The food was Afghan cuisine, but poorly cooked and the menu did not change. My daughter lost her appetite at the hotel and we struggled for months to get her to eat rice – her favorite meal – because we weren’t allowed to cook for ourselves. After 5 p.m., the hotel gates were locked and migrants were not allowed to leave.
Looking for a flat in Toronto from Calgary was a nightmare, with a rent of $1,500 for a tiny one-bedroom. Convincing the landlord to rent to a newcomer was also difficult.
During the two months of our stay in Calgary, Monica’s family took wonderful care of us, and every weekend we were taken to Banff and the Rocky Mountains – which I had read about in school and never thought I would actually see.
The treatment and care we received from our new friends in Calgary and immigration officials further healed our pain.
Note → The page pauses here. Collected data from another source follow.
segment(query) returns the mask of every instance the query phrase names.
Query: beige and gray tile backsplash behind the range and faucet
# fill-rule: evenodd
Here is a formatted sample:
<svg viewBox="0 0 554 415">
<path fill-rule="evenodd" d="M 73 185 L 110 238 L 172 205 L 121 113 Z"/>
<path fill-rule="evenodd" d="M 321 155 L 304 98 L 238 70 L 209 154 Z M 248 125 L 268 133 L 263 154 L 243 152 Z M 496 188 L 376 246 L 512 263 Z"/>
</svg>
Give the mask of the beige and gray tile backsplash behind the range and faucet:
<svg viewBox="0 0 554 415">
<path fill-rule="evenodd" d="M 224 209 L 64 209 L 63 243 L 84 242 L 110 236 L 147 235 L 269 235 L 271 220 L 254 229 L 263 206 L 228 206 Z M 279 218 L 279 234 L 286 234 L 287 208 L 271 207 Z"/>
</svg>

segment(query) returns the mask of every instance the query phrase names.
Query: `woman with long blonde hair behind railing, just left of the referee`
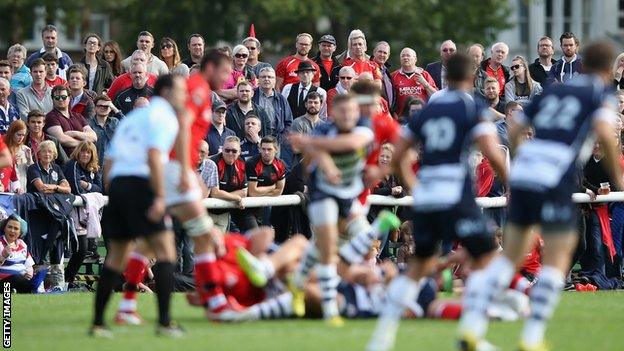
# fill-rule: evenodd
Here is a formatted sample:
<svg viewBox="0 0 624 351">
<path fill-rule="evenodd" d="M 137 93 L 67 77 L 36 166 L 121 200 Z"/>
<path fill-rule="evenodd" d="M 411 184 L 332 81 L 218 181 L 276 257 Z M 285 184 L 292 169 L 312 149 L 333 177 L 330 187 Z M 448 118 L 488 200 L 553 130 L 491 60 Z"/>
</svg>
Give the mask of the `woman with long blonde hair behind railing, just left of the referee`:
<svg viewBox="0 0 624 351">
<path fill-rule="evenodd" d="M 72 189 L 72 194 L 101 193 L 102 177 L 95 144 L 81 141 L 65 164 L 63 173 Z"/>
</svg>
Although Immigration, Refugees and Citizenship Canada assigned us to live in Calgary, after two months we moved to Toronto because my employer’s headquarters were in the city. More importantly, my wife, a former multimedia journalist for the BBC in Afghanistan, wanted to explore work and study opportunities in the city.
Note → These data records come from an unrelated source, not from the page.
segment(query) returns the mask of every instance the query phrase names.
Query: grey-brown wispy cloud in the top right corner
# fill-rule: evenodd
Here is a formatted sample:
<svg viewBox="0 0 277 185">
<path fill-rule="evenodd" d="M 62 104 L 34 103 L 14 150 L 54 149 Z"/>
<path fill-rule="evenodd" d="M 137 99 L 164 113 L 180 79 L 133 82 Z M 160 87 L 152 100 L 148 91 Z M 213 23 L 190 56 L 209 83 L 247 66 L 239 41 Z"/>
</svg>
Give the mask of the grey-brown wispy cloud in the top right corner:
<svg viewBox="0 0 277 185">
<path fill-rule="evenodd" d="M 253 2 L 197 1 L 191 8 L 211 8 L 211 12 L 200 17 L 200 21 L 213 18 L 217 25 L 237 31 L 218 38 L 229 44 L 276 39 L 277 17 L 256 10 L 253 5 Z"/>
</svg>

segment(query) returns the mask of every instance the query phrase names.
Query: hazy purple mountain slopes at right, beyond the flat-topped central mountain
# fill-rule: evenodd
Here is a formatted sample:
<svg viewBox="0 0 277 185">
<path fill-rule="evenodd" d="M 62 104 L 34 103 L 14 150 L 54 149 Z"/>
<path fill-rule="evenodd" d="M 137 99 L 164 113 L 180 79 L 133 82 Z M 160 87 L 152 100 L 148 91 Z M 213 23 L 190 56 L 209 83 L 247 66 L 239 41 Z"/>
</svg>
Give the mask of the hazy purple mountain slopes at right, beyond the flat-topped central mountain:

Monica’s teenage daughter, Emma, searched online for homes near Calgary where she lives to encourage us to stay.
That connection still exists and we regularly check in with each other. “Thought of you yesterday,” Monica wrote to us last winter when the family visited the Rockies.
We have been living in Toronto for over a year now. I left my employer, the Wall Street Journal, after nearly a decade of reporting the NATO-led war in Afghanistan for the newspaper. Then I got a one-year contract with the Star through a fellowship program sponsored by Journalists for Human Rights.
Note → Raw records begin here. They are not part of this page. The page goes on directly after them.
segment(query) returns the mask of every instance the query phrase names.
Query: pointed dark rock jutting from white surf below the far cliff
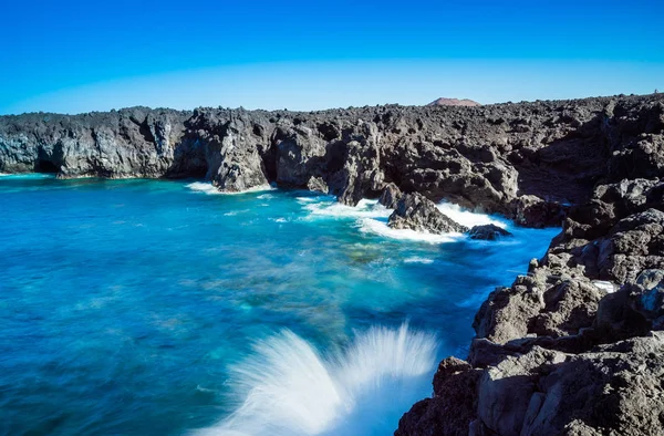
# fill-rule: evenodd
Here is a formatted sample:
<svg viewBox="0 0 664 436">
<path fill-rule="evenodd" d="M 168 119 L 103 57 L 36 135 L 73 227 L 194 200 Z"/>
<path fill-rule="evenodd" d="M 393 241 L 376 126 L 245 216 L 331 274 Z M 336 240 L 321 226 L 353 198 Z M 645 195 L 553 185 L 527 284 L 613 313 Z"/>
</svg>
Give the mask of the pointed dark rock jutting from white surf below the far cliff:
<svg viewBox="0 0 664 436">
<path fill-rule="evenodd" d="M 422 194 L 405 194 L 396 204 L 387 225 L 394 229 L 412 229 L 432 233 L 464 232 L 466 227 L 444 215 L 436 204 Z"/>
</svg>

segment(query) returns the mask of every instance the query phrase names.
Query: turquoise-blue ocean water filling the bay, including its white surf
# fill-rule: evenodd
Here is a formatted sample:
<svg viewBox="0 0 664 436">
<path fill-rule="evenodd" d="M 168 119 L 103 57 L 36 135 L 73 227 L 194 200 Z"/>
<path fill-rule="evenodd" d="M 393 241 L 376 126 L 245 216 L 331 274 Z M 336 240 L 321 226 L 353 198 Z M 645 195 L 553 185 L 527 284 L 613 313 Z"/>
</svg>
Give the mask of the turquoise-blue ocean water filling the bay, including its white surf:
<svg viewBox="0 0 664 436">
<path fill-rule="evenodd" d="M 557 232 L 430 237 L 372 201 L 211 193 L 0 177 L 0 434 L 391 434 Z"/>
</svg>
My wife began a prestigious journalism fellowship at U of T’s Massey College last year and completed it last month. She begins a new role in Canadian media, this time as an associate editor and journalist for Chatelaine magazine.
As new migrants, my wife and I are privileged to have a job and source of income in one of the most expensive cities in the world. We were both concerned that we wouldn’t find work in journalism – a career we built at great risk in Afghanistan.
While other friends of mine and I are grateful to the Canadian government for accepting us and helping us start a new life, let’s not forget that many of us don’t work in our chosen field and our talents are being wasted . Many Afghan journalists – some with more than 20 years of experience – work in Canada in construction, driving Ubers or waiting tables.
With high inflation and life getting more expensive day by day, renting is another challenge faced by a newcomer. Earlier this month, I met with an Afghan friend who had recently arrived in Canada and said he had to pay six months’ rent in advance for a house in a suburb of Toronto. He said the landlord made that condition because he has no credit history. He accepted the deal – he knew the request wasn’t legal, but he had no choice.
Canada is known abroad as ‘heaven for immigrants’. The country is heaven, not only for immigrants, but also because of the beautiful nature and landscape and the diversity that we can see. The different colors, cultures and communities are the beauties of this country. I know many here have experienced racism, but I have not faced it. That’s one of the main reasons why I feel like it’s my home, a house that I have to work on building over and over, just like my parents.
With the skills and knowledge my wife and I have in-house, we are grateful to be able to raise the voices of voiceless Afghans in Canadian media and spread awareness of the atrocities they have endured.
Despite the trauma of losing our home in Afghanistan, we both live in peace with our daughter, now two and a half. I believe that everyone deserves a peaceful life, whether they are from Ukraine, South America or the Middle East, and Canada is paving the way for a brighter future. The more immigrants that come in, the more contribution we will make to Canada.